Created on: January 23, 2008

The needs of the public health should usurp profit motivation. Pharmaceutical companies are allowed to make money off of medical advances as a way of insuring their upfront funding for drug and treatment developments. However, the greater good and the needs of public health should be an exception to this arrangement.

The pharmaceutical companies are not the only endeavors allowed to profit from medicine. In 1980, the United States congress passed the Bayh-Dole Act, a piece of legislation allowing for federally funded advancements to be patented and for the researchers responsible to be the beneficiaries of monetary gains from the discovery. The federal government signed away their rights to the institutions and research departments because of the concept of profit motivation, the idea that researchers and companies would be more productive if they have a personal financial incentive. Under the Bayh-Dole Act, researchers must decide if they will retain rights. For pharmaceutical companies, this would be unheard of. They are businesses and profit motivation is the thread that holds them together. For federally funded programs the government also retains "march-in rights". The government can take back their rights when necessary.

The World Health Organization lists nearly 30 manufacturers of influenza vaccine, only three of which are in the United States and half are based in Asia, mainly China. The patents are held by major companies that most likely did not receive federal funding, but most are international companies that have different standards for vaccine production than the U.S. Today's global economy and the extent of global traveling require a universal standard in public health and disease prevention. With the spreading fear of bird flu becoming the next human pandemic and the susceptibility of the chronically ill, including HIV patients, diabetics, and heart disease patients, as well as children in highly sanitized households and the elderly, it is necessary to have the influenza vaccine available to those who need or want it.

According to the Centers for Disease Control, nearly 20,000 children under the age of 5 are hospitalized for influenza and approximately 36,000 people die from the flu each year. Though not everyone is in need of vaccination it is important to public health to have it available in appropriate numbers to vaccinate everyone in the case of an emerging health risk.

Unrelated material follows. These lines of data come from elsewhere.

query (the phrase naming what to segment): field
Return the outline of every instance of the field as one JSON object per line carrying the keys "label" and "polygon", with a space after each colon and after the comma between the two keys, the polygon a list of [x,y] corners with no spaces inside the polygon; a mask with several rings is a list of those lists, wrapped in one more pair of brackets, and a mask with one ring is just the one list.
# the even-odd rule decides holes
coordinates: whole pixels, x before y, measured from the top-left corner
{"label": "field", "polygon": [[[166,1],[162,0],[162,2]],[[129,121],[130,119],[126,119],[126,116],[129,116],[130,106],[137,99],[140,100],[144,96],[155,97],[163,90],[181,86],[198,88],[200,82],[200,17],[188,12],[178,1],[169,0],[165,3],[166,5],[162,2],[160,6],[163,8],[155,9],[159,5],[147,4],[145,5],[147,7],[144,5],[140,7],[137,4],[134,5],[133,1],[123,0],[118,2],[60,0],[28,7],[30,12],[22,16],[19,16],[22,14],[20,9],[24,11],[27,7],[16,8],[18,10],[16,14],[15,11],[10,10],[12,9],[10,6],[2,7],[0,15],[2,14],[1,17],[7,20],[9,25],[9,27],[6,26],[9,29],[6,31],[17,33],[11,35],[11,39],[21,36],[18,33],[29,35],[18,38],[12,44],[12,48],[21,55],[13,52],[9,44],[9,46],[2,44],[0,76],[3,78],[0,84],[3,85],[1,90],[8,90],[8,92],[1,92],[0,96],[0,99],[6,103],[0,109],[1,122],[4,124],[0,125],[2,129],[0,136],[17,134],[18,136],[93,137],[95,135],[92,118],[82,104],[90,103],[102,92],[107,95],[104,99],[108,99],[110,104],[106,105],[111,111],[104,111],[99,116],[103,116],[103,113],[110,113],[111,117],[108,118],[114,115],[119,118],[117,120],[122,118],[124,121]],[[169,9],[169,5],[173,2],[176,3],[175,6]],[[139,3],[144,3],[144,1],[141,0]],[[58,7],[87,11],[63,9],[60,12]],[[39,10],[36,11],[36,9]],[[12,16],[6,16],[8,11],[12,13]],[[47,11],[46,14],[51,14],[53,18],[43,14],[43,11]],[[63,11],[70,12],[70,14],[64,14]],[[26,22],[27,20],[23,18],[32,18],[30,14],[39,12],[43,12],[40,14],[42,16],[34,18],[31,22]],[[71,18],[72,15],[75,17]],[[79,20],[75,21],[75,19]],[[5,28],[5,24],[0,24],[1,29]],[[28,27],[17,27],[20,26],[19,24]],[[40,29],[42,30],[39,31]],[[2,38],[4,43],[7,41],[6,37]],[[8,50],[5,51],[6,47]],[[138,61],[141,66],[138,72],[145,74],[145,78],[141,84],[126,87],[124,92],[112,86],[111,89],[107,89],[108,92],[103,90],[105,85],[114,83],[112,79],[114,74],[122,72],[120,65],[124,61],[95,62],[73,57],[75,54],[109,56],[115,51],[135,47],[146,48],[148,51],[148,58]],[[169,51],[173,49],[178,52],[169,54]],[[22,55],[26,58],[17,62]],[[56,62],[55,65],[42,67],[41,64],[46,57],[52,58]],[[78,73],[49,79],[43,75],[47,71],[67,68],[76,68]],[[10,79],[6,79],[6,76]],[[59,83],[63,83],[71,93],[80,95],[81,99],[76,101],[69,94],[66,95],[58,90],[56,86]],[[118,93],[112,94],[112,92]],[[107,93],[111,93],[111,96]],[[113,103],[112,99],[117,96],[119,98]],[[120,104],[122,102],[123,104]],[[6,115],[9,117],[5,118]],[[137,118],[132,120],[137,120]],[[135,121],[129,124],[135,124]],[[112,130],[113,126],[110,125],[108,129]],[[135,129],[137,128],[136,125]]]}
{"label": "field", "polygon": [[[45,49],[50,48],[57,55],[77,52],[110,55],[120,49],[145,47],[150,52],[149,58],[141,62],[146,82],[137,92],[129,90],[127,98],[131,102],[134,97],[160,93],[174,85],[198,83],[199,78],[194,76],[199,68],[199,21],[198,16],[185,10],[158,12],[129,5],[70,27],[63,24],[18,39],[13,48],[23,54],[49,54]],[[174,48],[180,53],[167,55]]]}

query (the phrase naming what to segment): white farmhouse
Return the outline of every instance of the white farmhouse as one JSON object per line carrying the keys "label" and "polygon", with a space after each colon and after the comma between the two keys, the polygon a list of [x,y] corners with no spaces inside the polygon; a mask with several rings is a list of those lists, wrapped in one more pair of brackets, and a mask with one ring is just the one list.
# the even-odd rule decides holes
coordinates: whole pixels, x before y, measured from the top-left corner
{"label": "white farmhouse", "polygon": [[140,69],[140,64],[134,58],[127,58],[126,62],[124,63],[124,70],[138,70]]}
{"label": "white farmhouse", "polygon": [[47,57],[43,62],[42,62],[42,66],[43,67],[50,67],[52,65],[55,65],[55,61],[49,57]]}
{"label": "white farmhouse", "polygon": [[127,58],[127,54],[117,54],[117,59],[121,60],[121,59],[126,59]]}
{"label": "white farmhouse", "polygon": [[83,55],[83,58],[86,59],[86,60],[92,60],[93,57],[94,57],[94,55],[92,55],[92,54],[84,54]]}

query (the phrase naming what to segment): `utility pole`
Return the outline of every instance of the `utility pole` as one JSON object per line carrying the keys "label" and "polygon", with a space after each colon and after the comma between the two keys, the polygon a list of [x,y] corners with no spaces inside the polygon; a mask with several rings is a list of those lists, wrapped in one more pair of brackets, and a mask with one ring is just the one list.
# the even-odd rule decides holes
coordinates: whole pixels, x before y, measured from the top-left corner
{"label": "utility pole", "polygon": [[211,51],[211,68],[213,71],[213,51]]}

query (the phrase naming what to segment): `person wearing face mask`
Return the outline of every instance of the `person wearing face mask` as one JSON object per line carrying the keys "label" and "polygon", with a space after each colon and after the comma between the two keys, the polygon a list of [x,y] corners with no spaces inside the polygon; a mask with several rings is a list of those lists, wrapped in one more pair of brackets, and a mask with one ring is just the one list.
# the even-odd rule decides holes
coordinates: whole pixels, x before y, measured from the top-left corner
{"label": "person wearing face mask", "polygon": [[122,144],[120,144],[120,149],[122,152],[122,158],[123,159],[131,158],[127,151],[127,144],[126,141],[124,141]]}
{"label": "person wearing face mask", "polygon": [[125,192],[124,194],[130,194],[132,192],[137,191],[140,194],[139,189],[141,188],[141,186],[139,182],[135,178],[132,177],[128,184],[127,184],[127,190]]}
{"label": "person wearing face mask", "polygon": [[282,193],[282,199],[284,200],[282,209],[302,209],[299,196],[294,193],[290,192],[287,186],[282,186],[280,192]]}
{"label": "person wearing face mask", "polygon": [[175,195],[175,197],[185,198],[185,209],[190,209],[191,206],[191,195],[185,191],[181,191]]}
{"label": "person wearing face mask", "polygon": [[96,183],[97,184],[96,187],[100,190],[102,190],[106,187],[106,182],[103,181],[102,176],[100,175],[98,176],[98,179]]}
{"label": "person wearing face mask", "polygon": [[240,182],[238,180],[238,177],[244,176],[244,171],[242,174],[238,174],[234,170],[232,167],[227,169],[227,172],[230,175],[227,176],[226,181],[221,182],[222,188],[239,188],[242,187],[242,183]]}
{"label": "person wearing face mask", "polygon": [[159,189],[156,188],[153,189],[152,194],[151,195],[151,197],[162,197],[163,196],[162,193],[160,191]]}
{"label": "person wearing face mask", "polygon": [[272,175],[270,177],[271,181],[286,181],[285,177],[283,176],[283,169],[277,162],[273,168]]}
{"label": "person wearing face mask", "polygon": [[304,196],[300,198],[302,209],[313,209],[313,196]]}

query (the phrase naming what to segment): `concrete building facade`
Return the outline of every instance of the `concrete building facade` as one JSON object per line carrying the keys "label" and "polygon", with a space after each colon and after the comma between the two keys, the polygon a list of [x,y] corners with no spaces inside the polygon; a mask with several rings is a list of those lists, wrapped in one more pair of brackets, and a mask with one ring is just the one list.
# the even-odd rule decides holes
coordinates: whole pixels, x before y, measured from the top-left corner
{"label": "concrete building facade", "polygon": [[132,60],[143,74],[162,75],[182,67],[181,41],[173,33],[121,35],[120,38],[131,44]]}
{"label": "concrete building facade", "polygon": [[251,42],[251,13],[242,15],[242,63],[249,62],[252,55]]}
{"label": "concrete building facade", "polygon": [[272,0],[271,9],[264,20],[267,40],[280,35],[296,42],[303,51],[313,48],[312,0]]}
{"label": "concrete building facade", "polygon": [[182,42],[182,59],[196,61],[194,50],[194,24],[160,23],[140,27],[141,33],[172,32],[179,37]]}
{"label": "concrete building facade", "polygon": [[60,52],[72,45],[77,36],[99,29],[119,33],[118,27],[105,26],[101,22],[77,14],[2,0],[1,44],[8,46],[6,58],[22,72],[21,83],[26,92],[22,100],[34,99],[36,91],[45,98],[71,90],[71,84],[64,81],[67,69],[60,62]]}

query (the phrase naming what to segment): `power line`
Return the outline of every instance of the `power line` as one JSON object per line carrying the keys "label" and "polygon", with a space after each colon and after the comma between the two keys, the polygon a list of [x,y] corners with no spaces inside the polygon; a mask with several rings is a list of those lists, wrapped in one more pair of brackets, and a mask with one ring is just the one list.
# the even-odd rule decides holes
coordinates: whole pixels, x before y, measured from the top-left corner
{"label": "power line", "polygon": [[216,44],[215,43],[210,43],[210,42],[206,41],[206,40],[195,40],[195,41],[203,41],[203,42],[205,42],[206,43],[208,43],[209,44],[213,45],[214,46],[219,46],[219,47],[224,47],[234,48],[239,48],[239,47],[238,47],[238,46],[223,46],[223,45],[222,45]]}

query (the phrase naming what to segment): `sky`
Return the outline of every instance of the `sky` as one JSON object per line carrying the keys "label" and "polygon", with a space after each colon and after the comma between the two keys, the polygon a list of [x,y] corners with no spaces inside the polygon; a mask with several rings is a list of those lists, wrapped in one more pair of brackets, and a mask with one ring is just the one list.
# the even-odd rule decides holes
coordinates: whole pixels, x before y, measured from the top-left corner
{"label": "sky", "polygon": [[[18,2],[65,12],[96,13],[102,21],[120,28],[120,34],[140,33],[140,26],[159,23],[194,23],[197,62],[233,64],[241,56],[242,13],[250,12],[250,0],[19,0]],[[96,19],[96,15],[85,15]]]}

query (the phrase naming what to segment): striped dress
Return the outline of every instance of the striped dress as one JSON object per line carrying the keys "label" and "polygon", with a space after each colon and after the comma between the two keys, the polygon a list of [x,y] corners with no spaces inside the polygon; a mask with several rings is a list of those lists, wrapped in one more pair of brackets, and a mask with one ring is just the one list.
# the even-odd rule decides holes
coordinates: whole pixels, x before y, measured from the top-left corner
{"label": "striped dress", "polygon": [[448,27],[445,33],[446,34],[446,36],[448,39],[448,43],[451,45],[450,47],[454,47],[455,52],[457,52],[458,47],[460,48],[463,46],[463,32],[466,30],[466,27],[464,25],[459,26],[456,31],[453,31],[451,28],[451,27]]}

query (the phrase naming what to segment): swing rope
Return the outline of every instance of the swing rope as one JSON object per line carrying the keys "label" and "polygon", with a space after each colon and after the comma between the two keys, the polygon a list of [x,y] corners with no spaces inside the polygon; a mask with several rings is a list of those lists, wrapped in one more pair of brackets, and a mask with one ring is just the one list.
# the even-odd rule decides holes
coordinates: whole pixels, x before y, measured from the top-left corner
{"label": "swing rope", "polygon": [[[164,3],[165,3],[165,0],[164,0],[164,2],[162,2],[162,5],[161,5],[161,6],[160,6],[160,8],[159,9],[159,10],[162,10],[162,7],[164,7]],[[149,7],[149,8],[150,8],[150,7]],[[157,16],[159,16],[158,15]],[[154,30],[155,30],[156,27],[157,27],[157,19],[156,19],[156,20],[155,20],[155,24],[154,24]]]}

The past couple of years have seen shortages in the vaccine supply, based on predictions of required vaccinations by high-risk groups, due to suppliers being shut down and the time required to prepare the vaccine. It is estimated that it takes 6 months to prepare the vaccine, which is still done in poultry eggs, and there are those who can not receive it due to allergies to the preparation process. Making the patents available for others to research methods of preparation as well as making larger volumes of vaccine would make for a more secure public health position should a pandemic arise.

Despite being the right thing to do, the good faith measure by the pharmaceutical companies would benefit medical science, presenting a greater range of minds the ability to enhance the current influenza vaccines. The companies would also benefit by enhancing their images with such a positive public relations decision. The world would benefit from a deviation away from profit motivation in the cases of public health necessity.